From “Hampstead, its historic houses, its literary and artistic associations”
Anna Maxwell (1912)
Pitt House, known in the eighteenth century as Wildwoods and North End Place, has now attained its due name of honour, for here once lived the great statesman. It was during the retirement of the first Earl of Chatham, from 1766 to 1769, that he sought here perfect seclusion, owing to the diseased melancholy of his mind. This Prime Minister, who had previously infused his fiery energy into every department of the Government, now shut himself up in one room at Wildwoods, and refused to see any man, even causing his meals to be served through a hatch- way, from which he was invisible ; the means for this arrangement still remain in the house. The King, however, saying that he could not do without him, forced his rough entrance into the bedchamber of this ” great Commoner,” of whom Lord Macaulay said that
” he made himself the first man in England, and England the first country in the world.”
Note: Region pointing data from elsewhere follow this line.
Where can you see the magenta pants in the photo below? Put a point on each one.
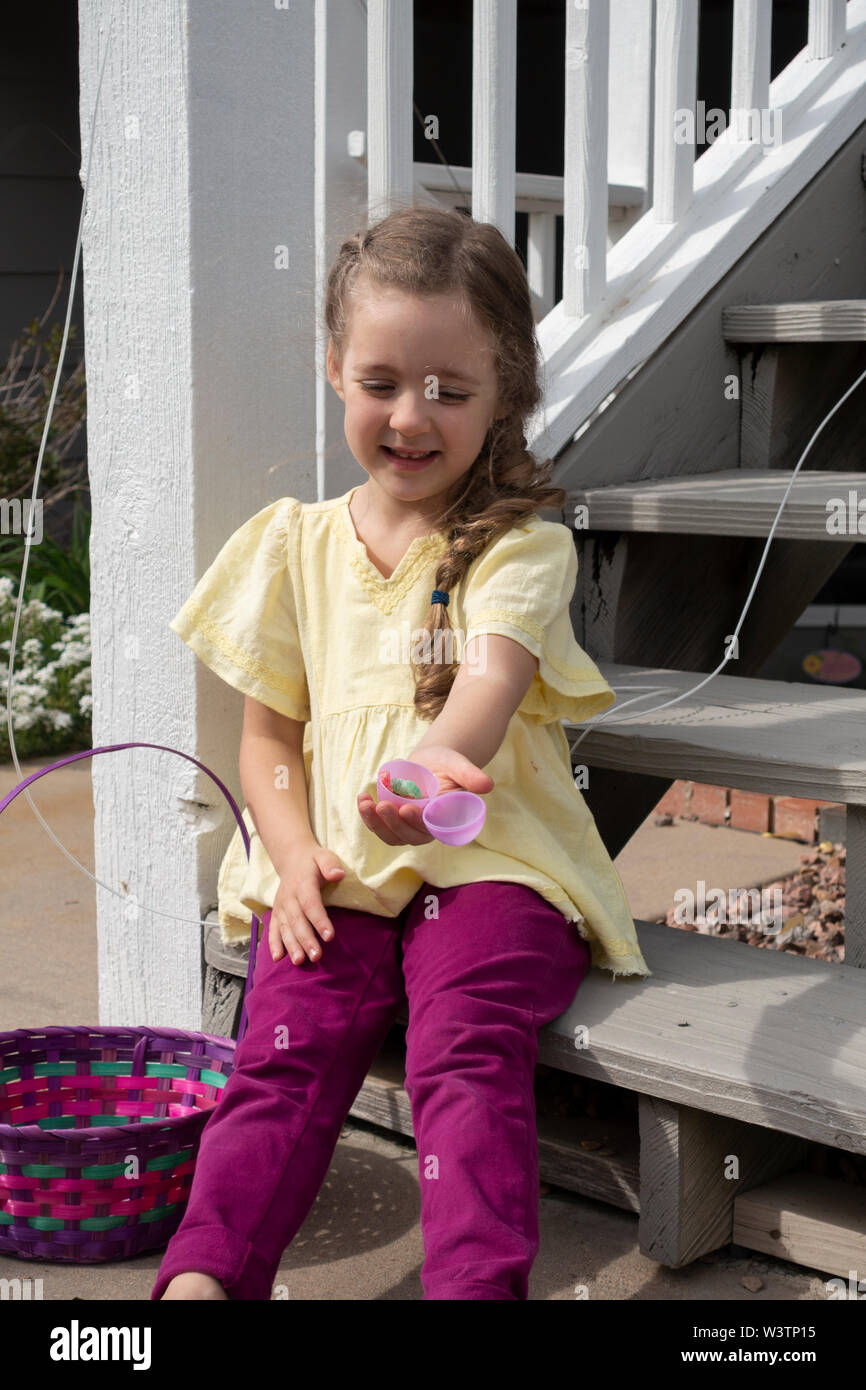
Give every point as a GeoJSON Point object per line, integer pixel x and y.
{"type": "Point", "coordinates": [481, 979]}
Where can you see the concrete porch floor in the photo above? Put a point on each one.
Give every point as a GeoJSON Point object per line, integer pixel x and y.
{"type": "Point", "coordinates": [362, 1239]}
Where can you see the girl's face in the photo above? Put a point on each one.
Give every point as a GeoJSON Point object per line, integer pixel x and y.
{"type": "Point", "coordinates": [417, 375]}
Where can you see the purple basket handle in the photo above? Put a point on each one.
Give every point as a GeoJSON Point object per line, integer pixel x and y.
{"type": "Point", "coordinates": [111, 748]}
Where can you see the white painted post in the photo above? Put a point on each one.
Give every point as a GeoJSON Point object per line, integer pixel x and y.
{"type": "Point", "coordinates": [389, 110]}
{"type": "Point", "coordinates": [541, 260]}
{"type": "Point", "coordinates": [341, 195]}
{"type": "Point", "coordinates": [630, 96]}
{"type": "Point", "coordinates": [751, 67]}
{"type": "Point", "coordinates": [826, 27]}
{"type": "Point", "coordinates": [494, 113]}
{"type": "Point", "coordinates": [198, 257]}
{"type": "Point", "coordinates": [585, 159]}
{"type": "Point", "coordinates": [674, 97]}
A recent owner of this house, who bought it in 1899, was Sir Harold Harmsworth ; but the previous resident, one who was active for the public welfare, was Mr. Samuel Figgis. It was during Mr. Figgis’s time at Wildwoods that his neighbour, Sir Spencer Wells, died, and Golder’s Hill House and its grounds of unparalleled beauty were about to be sold to a builder.
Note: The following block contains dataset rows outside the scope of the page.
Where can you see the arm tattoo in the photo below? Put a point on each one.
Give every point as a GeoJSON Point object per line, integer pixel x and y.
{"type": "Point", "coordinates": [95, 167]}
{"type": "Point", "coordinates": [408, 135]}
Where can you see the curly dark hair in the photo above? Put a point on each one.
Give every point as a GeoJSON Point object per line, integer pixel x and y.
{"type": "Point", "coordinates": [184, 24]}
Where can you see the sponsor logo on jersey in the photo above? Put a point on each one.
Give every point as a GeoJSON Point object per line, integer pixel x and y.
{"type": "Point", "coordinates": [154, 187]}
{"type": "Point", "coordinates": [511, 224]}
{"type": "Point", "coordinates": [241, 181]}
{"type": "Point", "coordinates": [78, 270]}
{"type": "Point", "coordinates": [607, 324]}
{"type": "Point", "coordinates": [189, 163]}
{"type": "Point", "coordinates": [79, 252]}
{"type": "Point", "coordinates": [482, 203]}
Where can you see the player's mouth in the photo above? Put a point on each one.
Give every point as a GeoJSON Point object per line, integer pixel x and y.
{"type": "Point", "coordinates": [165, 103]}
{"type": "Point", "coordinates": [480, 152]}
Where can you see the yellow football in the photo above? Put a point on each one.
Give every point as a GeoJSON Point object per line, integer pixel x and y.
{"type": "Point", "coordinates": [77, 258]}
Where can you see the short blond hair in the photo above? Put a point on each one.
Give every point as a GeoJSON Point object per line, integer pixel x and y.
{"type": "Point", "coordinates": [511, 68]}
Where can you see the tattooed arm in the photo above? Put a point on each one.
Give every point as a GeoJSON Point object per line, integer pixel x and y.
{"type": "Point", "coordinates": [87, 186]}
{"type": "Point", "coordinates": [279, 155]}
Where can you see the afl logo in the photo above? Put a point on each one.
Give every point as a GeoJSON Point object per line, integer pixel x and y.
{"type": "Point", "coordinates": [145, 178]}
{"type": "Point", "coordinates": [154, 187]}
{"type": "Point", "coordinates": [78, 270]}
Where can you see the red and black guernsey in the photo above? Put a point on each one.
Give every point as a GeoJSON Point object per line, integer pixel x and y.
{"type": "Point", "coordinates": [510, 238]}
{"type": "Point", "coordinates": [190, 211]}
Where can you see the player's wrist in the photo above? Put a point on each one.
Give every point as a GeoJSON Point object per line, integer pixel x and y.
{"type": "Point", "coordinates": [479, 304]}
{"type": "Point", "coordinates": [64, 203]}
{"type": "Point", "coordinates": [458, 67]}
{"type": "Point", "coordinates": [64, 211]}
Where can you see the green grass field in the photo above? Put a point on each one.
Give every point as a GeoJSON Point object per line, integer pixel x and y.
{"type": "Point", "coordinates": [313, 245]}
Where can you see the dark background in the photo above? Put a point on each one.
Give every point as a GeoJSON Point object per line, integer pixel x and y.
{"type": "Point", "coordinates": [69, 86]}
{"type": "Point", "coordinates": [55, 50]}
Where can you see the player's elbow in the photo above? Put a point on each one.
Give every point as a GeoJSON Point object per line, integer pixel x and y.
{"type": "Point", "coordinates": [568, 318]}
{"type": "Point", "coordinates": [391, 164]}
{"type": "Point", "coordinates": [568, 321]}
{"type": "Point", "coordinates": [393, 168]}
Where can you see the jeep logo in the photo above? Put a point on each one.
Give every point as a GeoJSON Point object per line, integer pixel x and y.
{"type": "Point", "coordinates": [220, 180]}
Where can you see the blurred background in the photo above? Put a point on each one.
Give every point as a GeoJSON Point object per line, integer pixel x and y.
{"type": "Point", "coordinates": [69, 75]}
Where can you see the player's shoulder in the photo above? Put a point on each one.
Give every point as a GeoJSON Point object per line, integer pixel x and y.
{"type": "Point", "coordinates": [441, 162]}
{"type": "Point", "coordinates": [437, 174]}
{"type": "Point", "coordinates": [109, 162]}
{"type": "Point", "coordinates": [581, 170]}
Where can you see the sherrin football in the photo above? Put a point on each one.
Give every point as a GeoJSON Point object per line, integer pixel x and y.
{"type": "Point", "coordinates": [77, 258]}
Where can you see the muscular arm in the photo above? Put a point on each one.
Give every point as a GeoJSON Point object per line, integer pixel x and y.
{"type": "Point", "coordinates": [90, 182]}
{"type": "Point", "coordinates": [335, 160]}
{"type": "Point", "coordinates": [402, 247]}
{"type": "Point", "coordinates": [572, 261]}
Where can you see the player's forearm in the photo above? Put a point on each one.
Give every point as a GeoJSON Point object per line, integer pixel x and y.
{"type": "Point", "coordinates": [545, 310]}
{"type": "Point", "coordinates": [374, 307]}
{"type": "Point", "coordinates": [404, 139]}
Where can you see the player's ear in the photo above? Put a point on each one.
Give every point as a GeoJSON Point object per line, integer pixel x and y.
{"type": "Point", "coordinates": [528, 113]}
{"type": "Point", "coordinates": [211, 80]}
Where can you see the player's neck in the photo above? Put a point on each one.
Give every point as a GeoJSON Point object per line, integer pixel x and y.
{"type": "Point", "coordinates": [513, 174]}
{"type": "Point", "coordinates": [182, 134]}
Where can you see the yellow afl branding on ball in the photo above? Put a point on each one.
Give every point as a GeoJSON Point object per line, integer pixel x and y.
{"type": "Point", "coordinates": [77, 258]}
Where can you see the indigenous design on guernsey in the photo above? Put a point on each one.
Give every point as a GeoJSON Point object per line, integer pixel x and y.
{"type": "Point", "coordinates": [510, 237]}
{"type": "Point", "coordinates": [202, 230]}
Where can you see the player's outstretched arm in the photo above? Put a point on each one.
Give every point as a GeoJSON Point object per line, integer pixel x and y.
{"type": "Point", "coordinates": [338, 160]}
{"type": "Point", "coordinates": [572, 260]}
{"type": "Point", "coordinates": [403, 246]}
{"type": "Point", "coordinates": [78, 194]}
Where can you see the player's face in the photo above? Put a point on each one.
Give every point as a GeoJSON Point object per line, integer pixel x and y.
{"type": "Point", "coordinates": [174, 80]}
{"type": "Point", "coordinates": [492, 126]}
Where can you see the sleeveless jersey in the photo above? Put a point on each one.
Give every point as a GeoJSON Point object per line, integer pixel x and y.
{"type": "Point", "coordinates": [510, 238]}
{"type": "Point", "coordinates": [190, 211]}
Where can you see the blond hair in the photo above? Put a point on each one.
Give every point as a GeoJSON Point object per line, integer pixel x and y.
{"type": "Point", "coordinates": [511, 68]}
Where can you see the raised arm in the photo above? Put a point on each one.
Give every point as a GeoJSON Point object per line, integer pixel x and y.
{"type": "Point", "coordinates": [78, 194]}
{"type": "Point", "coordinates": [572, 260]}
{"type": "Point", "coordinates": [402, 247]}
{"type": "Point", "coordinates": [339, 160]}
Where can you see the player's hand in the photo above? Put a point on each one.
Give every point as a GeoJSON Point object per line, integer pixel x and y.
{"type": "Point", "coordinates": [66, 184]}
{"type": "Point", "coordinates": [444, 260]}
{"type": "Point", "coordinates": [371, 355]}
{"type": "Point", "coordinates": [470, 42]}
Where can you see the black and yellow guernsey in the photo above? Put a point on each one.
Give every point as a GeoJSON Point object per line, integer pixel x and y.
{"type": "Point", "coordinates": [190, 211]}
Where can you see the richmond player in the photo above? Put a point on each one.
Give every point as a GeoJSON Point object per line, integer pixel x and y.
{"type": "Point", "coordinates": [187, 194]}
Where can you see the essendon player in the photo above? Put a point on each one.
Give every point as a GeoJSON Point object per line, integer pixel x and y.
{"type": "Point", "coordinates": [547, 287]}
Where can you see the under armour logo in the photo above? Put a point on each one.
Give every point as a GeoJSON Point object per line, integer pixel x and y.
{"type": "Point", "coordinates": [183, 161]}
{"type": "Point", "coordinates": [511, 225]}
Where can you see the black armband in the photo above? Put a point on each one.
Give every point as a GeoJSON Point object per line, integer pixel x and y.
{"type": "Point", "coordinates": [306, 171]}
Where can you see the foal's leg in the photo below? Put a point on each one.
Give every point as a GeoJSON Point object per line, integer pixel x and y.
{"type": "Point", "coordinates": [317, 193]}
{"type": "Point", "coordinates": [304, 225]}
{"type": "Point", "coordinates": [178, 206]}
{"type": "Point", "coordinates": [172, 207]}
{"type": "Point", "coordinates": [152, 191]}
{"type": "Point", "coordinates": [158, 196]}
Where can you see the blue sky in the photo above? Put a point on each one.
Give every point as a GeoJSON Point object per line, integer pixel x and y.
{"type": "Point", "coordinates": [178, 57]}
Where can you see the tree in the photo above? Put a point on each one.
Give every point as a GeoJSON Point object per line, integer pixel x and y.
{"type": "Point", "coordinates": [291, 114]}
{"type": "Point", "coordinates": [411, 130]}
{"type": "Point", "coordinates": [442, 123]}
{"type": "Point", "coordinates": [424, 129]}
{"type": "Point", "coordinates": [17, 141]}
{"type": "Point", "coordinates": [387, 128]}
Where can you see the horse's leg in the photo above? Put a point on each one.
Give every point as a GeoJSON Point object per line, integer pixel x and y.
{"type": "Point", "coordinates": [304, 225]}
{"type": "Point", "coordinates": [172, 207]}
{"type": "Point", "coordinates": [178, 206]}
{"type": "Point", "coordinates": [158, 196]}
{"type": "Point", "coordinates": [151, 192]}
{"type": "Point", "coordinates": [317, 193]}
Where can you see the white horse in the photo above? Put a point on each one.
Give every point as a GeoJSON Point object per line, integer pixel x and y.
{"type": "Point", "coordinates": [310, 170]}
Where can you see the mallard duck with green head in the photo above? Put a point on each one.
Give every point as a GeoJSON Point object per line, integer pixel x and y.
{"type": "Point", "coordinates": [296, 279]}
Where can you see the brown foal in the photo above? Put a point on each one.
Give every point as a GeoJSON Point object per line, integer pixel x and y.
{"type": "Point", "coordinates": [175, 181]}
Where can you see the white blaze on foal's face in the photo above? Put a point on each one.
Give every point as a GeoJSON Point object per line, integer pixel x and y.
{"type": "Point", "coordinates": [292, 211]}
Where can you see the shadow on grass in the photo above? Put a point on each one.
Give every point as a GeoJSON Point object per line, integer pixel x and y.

The time-honoured oaks and trees of every variety, the homes of nightingales, thrushes, and blackbirds were to be cut down ; the velvet lawns, flower-gardens, meadows and orchards made into brickyards, desecrated by scaffold poles, and turned into terraces of small houses ! It was at this threatening moment, on the eve of the execution, June, 1898, that the master of Wildwoods opened his house for a meeting of alarmed residents, whose object was to preserve the thirty-seven acres for Heath extension. Sir Henry Harben acted as chairman of the committee ; Mr. Brodie Hoare, M.P., was one of the chief supporters ; so also was a former friend of Heath extension, the Right Hon. G. Shaw-Lefevre. In forty-eight hours the purchase-money was guaranteed ; in a month it was paid. The writer remembers that in July a garden-party was given in aid of the funds, and that the amazing loveliness of Golder’s Hill garden first broke upon the majority of the Hampstead residents then invited. On this occasion members of the Vestry
voted 10,000, the London County Council 12,000 ; the Duke and Duchess of Westminster were present, contributing 500 ; and many public bodies, as well as private persons, subscribed generous sums, thus completing the necessary amount. The first purpose for which the house was used was that of a convalescent home for the invalided soldiers from South Africa, alter which it was devoted to the use of the general public.